We've also discussed whether changing the internal structure of how we store metrics may be considered a breaking change. For example, if we store metric in metrics.<metric_name> or metrics.<metric_type>.<metric_name> now but change that to metrics.<metric_type>.<unit>.<metric_name> later on. Ideally, such changes would not constitute a breaking change but as we're exposing the object structure in _source and via ingest pipelines, users may depend on the structure of the documents.

Maybe we shouldn't allow any features for OTel metrics that rely on the physical structure of the ES documents (such as ingest processing, and exposing _source) and instead rely on OTLP as the stable interface. But that would imply a big shift to what we've done so far.

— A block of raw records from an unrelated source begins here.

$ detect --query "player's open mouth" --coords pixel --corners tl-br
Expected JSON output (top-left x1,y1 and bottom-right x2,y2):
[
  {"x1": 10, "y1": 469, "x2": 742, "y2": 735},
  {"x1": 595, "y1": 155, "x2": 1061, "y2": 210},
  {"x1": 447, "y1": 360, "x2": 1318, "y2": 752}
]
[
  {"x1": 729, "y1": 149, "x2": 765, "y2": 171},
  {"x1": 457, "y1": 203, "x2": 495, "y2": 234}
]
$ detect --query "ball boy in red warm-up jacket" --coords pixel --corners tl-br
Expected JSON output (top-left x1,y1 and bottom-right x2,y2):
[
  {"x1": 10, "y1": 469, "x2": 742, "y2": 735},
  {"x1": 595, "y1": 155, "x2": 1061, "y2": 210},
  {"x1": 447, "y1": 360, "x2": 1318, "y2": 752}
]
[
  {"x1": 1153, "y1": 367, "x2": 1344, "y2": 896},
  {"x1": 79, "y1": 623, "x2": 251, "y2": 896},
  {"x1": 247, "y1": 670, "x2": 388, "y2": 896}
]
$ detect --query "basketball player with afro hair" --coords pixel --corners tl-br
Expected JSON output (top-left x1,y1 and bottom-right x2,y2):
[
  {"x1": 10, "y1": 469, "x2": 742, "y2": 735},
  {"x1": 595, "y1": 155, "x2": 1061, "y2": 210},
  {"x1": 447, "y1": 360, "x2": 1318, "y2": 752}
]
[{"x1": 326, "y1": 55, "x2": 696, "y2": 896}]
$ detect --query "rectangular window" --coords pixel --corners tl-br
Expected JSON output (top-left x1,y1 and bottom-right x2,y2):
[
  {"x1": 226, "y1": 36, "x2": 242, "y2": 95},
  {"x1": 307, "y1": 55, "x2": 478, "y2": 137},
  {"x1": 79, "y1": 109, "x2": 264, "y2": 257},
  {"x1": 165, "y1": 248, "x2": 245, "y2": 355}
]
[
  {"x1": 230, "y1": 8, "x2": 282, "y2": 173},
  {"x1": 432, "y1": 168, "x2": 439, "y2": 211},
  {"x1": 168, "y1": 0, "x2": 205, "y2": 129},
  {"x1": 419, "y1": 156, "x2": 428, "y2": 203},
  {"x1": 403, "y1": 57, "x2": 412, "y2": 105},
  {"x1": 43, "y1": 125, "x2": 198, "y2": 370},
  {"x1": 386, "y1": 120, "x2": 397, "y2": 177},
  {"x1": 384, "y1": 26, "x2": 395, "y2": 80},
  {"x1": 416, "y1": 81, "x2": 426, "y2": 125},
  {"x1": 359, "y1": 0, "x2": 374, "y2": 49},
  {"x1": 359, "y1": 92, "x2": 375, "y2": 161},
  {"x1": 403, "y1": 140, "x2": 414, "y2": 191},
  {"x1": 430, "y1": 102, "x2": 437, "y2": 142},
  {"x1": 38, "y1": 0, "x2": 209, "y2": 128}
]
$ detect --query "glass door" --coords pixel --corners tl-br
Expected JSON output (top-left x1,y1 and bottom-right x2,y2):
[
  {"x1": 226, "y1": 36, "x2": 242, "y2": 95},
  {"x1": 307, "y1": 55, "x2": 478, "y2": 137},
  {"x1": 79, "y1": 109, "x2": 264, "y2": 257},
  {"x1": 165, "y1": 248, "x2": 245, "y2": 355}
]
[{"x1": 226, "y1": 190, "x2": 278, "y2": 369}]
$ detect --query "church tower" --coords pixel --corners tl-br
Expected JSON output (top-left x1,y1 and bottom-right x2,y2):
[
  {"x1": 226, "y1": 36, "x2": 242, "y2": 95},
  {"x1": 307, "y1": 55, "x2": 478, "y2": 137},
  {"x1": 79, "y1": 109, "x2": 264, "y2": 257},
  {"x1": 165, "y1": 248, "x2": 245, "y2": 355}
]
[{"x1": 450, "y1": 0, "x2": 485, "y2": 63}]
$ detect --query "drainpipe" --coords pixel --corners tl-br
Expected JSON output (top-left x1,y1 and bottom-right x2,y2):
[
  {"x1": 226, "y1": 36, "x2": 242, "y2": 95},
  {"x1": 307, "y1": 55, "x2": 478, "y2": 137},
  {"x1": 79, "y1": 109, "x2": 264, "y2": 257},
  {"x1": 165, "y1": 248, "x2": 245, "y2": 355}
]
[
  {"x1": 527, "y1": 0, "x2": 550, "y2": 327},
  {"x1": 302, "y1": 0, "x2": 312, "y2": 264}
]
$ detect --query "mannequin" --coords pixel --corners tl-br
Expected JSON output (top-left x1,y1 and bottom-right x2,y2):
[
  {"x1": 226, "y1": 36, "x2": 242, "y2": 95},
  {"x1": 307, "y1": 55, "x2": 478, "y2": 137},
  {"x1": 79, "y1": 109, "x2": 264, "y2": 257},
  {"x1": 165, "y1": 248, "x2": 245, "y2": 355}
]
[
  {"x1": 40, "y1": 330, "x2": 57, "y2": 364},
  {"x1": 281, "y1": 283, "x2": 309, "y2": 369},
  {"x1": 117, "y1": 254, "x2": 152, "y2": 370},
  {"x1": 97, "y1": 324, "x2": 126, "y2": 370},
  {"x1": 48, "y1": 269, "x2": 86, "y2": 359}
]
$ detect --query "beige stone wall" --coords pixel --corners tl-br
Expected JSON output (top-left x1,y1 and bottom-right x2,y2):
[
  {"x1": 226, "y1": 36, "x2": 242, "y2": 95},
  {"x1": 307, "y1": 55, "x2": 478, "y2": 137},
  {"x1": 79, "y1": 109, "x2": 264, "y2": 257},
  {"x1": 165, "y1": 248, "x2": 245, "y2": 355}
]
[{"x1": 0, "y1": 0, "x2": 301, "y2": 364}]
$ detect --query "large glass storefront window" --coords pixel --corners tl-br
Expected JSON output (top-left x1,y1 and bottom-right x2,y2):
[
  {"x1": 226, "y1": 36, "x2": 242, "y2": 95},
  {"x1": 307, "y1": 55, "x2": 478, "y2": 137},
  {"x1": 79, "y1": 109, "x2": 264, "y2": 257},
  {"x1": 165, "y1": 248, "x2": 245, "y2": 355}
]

If we consider structural changes to be a breaking change, there's some urgency to get the mapping right soon.

axw commented 8 months ago

@kkrik-es felt like that we should maybe defer support for dynamically specifying the unit for now and rather build a dedicated metrics intake API in Elasticsearch first, possibly OTLP. This is not the only reason why a dedicated metrics API would make sense but it would probably also make it easier to support units compared to building something that relies on _bulk.

++ If I were to choose, I'd just implement OTLP support. Otherwise we'll still need to adapt OTel metrics to whatever we build -- so unless there's some additional metric features that don't exist in OTel, I don't see the point.

Maybe we shouldn't allow any features for OTel metrics that rely on the physical structure of the ES documents (such as ingest processing, and exposing _source) and instead rely on OTLP as the stable interface. But that would imply a big shift to what we've done so far.

++ A big shift indeed, and potentially far-reaching. e.g. it could also cover removing the need for _id by not exposing metric documents at all, and removing the ability to expose individual data points -- so in essence all searches over metrics/TSDS would be aggregations over time. That could allow things like automatic transformation of delta to cumulative metrics, and rolling up metrics at arbitrary points in time (e.g. at ingest, segment merge, or query time).

felixbarny commented 8 months ago

it could also cover removing the need for _id by not exposing metric documents at all, and removing the ability to expose individual data points -- so in essence all searches over metrics/TSDS would be aggregations over time.

I like that but it seems it would make hard to migrate to that because it breaks a lot of assumptions.

That could allow things like automatic transformation of delta to cumulative metrics, and rolling up metrics at arbitrary points in time (e.g. at ingest, segment merge, or query time).

Why can't we do that now and why does not exposing individual data points enable us to do that?

axw commented 8 months ago

Why can't we do that now and why does not exposing individual data points enable us to do that?

It comes down to user expectations: if you expect to be able to get out of ES exactly what you put in, then it precludes the kind of automatic transformations I'm thinking of. If on the other hand you are happy to record a data point in a time series, and only ever get back aggregations with some bounded granularity, then it's fine. It wouldn't really matter if the storage is cumulative, delta, rolled up at ingest time, etc., as it would be hidden from the user.

felixbarny commented 8 months ago

I agree that we should be able to do that but I don't think we're blocked to do that now. I'd argue that with rollups, we've kind of broken the glass already. Configuring rollups is currently a conscious choice made by the user. However, I don't think we'd be blocked from enabling rollups by default in integrations, for example.

felixbarny commented 6 months ago

Another idea that came to mind is that we could allow accessing field values of the document via template variables. We could then store the unit in a top-level unit field and access it like this in a dynamic template:

{
  "counter": {
    "mapping": {
      "type": "{dynamic_type}",
      "time_series_metric": "counter",
      "meta": {
        "unit": "{doc[unit]}"
      }
    }
  }
}
elasticsearchmachine commented 2 months ago

Pinging @elastic/es-search-foundations (Team:Search Foundations)